LEITOR | 19/10/2018 | 04:00

COLUNA CHUTANDO O BALDE: Heitor Freddo marcou um golaço de letra em sua coluna de domingo, dia 14. Sua excelente narrativa sobre o futebol de hoje mostra os motivos que fizeram a tristeza tomar conta de um dos assuntos que nos faziam rir e confraternizar com os amigos nos dias seguintes aos jogos, ainda que fôssemos de torcidas adversárias. Hoje as torcidas são inimigas. E também tornam-se inimigos os que votam em candidatos adversários. O ódio tomou conta. Já foi o tempo em que éramos vistos como um povo acolhedor, alegre e vivendo num país tropical abençoado por Deus. Nossa sociedade mudou pra pior, lamentavelmente.
Silvério Falasco – professor

XÔ, MUTANTE DE ARAQUE!: No primeiro turno da eleição, por imposição do chefe celerado, que visitava semanalmente, Haddad vestiu vermelho, pregou a libertação do prisioneiro-mor, criticou a liberação de armas para o cidadão de bem e defendeu a tese da alteração constitucional e do controle da mídia, tentando instituir o projeto do condenado Zé Dirceu para a tomada do poder a qualquer custo. Ele era o Lula!
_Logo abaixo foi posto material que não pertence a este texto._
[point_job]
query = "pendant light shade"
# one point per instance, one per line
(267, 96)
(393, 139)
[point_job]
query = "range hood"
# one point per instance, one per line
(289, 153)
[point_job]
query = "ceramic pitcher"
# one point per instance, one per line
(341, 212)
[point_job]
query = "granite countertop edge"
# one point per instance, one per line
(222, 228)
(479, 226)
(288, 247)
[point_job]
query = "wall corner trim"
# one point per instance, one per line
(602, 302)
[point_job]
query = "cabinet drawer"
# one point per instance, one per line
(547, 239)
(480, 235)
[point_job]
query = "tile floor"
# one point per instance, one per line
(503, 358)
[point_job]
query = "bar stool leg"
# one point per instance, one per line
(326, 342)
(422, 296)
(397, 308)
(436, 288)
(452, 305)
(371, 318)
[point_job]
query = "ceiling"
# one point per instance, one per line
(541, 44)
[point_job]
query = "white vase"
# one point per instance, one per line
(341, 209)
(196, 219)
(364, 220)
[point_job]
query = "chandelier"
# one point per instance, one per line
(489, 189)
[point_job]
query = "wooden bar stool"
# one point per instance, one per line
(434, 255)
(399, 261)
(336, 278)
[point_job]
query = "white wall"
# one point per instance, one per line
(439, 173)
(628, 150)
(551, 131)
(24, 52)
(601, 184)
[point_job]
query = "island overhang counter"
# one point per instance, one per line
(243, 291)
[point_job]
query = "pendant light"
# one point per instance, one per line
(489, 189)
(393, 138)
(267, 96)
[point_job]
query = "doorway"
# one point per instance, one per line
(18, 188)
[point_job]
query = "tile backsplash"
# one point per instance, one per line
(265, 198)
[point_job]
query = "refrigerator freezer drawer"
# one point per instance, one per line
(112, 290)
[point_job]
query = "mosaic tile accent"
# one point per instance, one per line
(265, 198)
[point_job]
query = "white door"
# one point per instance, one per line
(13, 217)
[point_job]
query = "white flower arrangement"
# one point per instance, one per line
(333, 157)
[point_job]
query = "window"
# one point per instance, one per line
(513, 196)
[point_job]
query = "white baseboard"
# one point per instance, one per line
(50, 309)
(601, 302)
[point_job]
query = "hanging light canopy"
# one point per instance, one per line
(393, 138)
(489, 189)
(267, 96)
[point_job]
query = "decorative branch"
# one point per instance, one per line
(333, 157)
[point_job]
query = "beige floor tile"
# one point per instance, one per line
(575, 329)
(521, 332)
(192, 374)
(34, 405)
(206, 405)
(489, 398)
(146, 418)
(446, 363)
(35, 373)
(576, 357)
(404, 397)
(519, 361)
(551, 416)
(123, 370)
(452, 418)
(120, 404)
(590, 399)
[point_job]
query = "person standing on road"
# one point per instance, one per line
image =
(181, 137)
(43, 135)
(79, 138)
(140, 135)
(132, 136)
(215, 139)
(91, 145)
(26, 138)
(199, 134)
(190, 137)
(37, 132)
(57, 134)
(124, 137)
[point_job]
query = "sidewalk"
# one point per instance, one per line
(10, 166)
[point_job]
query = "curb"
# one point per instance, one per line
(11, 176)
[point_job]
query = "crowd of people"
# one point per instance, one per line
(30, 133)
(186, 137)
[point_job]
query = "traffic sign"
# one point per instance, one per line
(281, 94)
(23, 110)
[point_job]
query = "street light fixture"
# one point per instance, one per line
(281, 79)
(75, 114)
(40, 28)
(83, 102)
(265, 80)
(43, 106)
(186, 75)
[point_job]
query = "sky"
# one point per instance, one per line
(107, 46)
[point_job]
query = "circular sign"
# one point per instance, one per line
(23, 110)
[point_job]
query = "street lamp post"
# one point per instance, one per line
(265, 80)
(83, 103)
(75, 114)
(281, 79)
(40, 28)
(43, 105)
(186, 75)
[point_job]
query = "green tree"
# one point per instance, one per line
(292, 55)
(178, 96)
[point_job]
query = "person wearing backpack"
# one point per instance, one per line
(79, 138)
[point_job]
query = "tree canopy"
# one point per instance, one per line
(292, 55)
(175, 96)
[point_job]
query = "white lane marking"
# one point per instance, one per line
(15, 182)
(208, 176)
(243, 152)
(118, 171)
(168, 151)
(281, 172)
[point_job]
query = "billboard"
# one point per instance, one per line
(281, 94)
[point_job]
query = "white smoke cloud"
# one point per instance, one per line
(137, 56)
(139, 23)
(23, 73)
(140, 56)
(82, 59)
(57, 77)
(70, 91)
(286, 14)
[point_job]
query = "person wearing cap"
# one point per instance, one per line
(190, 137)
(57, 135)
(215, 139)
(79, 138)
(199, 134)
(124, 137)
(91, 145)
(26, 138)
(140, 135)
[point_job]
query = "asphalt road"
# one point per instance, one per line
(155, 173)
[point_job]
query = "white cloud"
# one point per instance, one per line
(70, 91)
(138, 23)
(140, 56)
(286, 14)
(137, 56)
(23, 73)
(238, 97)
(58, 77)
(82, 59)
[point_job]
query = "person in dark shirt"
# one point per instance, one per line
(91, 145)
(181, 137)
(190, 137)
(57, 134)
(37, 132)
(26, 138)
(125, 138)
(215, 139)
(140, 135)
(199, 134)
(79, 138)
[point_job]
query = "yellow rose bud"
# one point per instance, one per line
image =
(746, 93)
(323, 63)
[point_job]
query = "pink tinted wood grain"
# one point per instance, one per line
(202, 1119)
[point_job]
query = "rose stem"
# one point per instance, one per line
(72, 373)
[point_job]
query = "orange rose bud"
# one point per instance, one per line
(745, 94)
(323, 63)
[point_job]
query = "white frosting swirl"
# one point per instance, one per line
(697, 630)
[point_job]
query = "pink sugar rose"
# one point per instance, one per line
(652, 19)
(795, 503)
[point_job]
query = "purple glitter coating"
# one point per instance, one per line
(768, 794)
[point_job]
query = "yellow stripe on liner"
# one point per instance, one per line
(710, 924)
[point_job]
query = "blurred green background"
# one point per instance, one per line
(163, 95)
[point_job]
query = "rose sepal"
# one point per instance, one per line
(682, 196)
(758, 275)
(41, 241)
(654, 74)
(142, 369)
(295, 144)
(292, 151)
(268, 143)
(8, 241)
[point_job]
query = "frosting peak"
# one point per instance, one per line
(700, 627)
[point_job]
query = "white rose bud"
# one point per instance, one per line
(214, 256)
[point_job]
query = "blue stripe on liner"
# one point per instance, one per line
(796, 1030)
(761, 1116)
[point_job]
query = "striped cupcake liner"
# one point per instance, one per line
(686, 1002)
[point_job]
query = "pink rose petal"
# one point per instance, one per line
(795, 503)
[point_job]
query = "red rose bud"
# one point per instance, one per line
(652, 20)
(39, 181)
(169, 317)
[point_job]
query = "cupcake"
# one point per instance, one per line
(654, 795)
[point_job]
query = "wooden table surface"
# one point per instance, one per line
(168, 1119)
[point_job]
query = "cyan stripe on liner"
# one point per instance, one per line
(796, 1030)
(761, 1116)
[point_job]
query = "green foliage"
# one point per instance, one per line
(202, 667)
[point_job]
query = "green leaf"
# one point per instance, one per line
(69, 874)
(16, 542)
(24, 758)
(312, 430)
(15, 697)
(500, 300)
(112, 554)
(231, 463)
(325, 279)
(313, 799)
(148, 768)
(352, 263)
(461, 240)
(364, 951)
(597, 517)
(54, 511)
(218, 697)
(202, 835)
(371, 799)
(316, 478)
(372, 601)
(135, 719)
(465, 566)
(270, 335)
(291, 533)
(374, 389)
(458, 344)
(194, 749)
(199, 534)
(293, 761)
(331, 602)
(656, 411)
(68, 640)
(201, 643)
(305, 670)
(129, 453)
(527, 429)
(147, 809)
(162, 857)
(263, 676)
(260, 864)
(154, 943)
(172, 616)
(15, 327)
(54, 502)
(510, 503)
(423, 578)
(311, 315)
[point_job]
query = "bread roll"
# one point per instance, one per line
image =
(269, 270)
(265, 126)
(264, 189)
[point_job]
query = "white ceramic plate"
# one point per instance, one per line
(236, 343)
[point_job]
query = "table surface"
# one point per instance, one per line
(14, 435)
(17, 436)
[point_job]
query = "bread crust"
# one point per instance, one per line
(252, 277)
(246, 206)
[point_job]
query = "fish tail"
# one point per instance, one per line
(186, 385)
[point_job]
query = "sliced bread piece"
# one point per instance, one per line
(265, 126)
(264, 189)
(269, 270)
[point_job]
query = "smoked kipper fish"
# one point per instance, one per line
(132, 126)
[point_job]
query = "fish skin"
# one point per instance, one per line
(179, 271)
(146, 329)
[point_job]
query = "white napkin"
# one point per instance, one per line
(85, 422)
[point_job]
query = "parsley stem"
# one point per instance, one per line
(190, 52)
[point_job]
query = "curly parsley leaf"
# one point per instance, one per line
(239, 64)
No segundo turno, por determinação do amo celerado, que está impedido de visitar, passou a usar verde e amarelo (despiu a camiseta do Lula livre), passou a defender o acesso a armas e disse que não pretende alterar a Constituição e que a imprensa é livre, anunciando o propósito de firmar aliança com o setor “democrático”. Agora, quer parecer Bolsonaro! Que firmeza de vontade! Que índole! Que personalidade! Que belo caráter…
Ulisses Nutti Moreira – advogado

FARINHA DO MESMO SACO: Lendo as manifestações pelas redes sociais dos partidários de Jair Bolsonaro e de Fernando Haddad, chego à conclusão que os simpatizantes da dupla, assim como os postulantes ao cargo de presidente da República, são farinha do mesmo saco. Nos dois lados, se defende menos o seu candidato e se ataca mais o do rival. É pior do que torcedor falando na véspera de um Fla-Flu ou de um Corinthians x Palmeiras. Bolsonaro e Haddad têm posturas incoerentes e que “queimam o filme” na hora de um indeciso digitar o número na urna eletrônica.

Enquanto Bolsonaro é um extremista de direita e fala bobagem aos borbotões, Haddad é xiita de esquerda e esconde o passado enlameado pela corrupção do PT e de seu “guru-presidiário”, Lula. Moral da história: eu, que não votei em nenhum dos dois, acho que o Brasil está perdido, ferrado e mal pago! Um futuro nebuloso nos espera.